Friday 24 June 2022

Nehru on Kashmir’s Conversion

In his book The Discovery of India, Jawaharlal Nehru has written that in the middle of the nineteenth century a significant part of Kashmir’s population was eager to reconvert to the religion of their ancestors—Hinduism—but they could not because of the obstructive attitude of the pandits of Benares. Here’s an excerpt from Chapter 6, “New Problems'': 

“In Kashmir a long-continued process of conversion to Islam had resulted in 95 per cent of the population becoming Moslems, though they retained many of their old Hindu customs. In the middle of the nineteenth century the Hindu ruler of the state found that very large numbers of these people were anxious or willing to return en bloc to Hinduism. He sent a deputation to the pundits [sic] of Benares inquiring if this could be done. The pundits refused to countenance any such change of faith and there the matter ended.” 
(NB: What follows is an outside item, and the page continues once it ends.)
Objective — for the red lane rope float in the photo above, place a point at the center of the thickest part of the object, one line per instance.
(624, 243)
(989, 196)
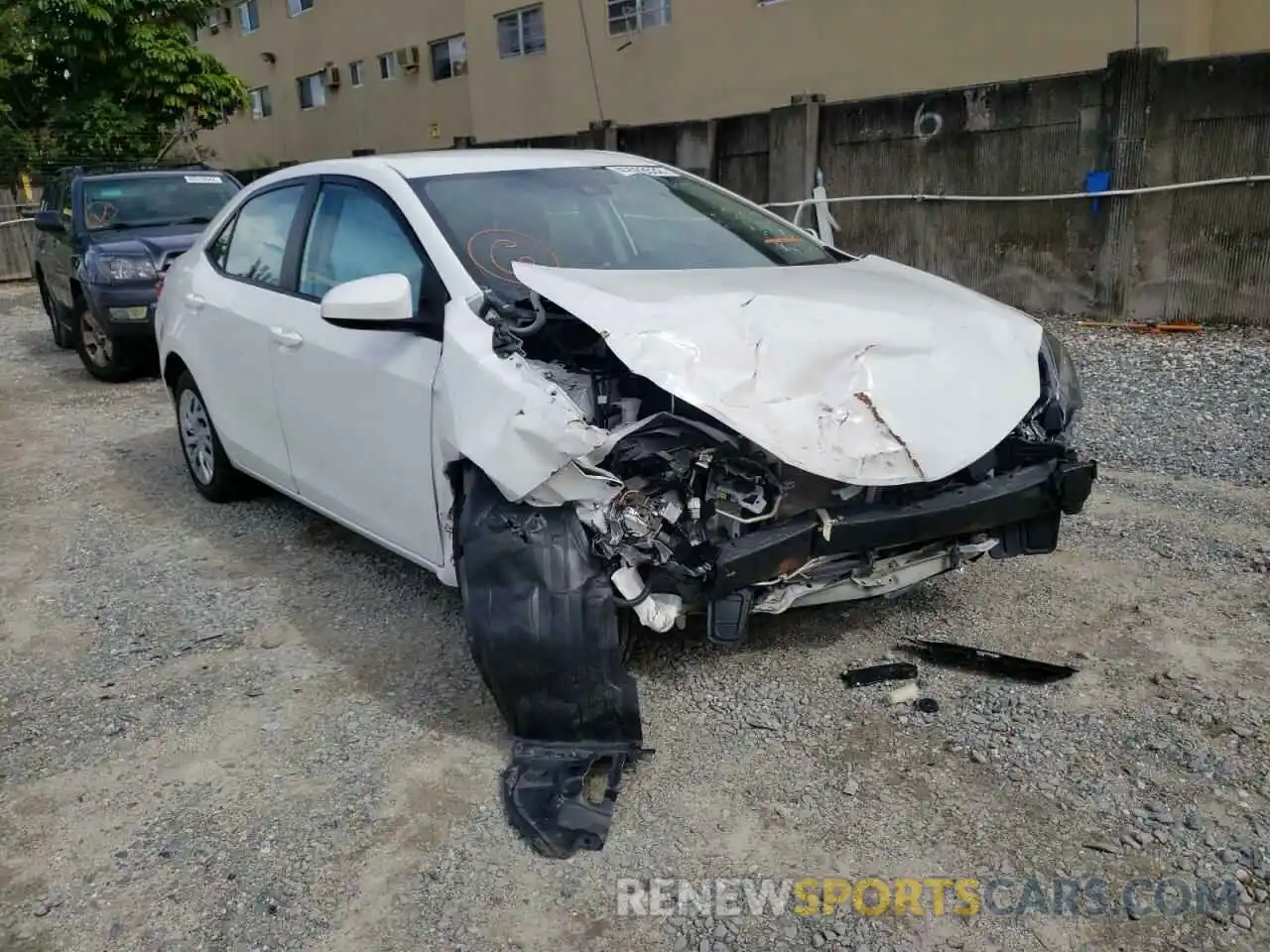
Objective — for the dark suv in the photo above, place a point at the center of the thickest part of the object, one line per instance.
(105, 238)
This shows that even in the middle of nineteenth century, the Hindu leaders were not feeling too concerned about the fact that a significant part of the Hindu population of the Indian subcontinent (about 25 percent) had converted to Islam. They were not prepared to take drastic steps to get these people to reconvert to Hinduism. In the twentieth century, when the religious harmony of the Indian subcontinent was shattered, the Hindus woke up from their dogmatic slumber and developed the will to proselytize. Nehru makes a note of this in Chapter 6 of his book: 

“Apart from political reasons, there has also been a growth in Hinduism of a tendency to proselytize and convert non-Hindus to Hinduism. This is one of the direct effects of Islam on Hinduism, though in practice it brings it into conflict with Islam in India.”

In the nineteenth century, if the Benares pandits had allowed the Kashmiris to reconvert to Hinduism, then the Kashmir crisis would not have erupted in the twentieth century—the wars, the bloodshed, the economic decline, the misery that has plagued Kashmir could have been avoided. The people of Kashmir, particularly the Kashmiri Pandits, have suffered terribly from the violence. Thousands of Kashmiri Pandits have been killed; many more have fled from the Kashmir valley leaving behind their ancestral property.

In his film The Kashmir Files, writer and director Vivek Agnihotri has captured some of the pain and trauma that the Kashmiri Pandits have faced due to militancy and violence.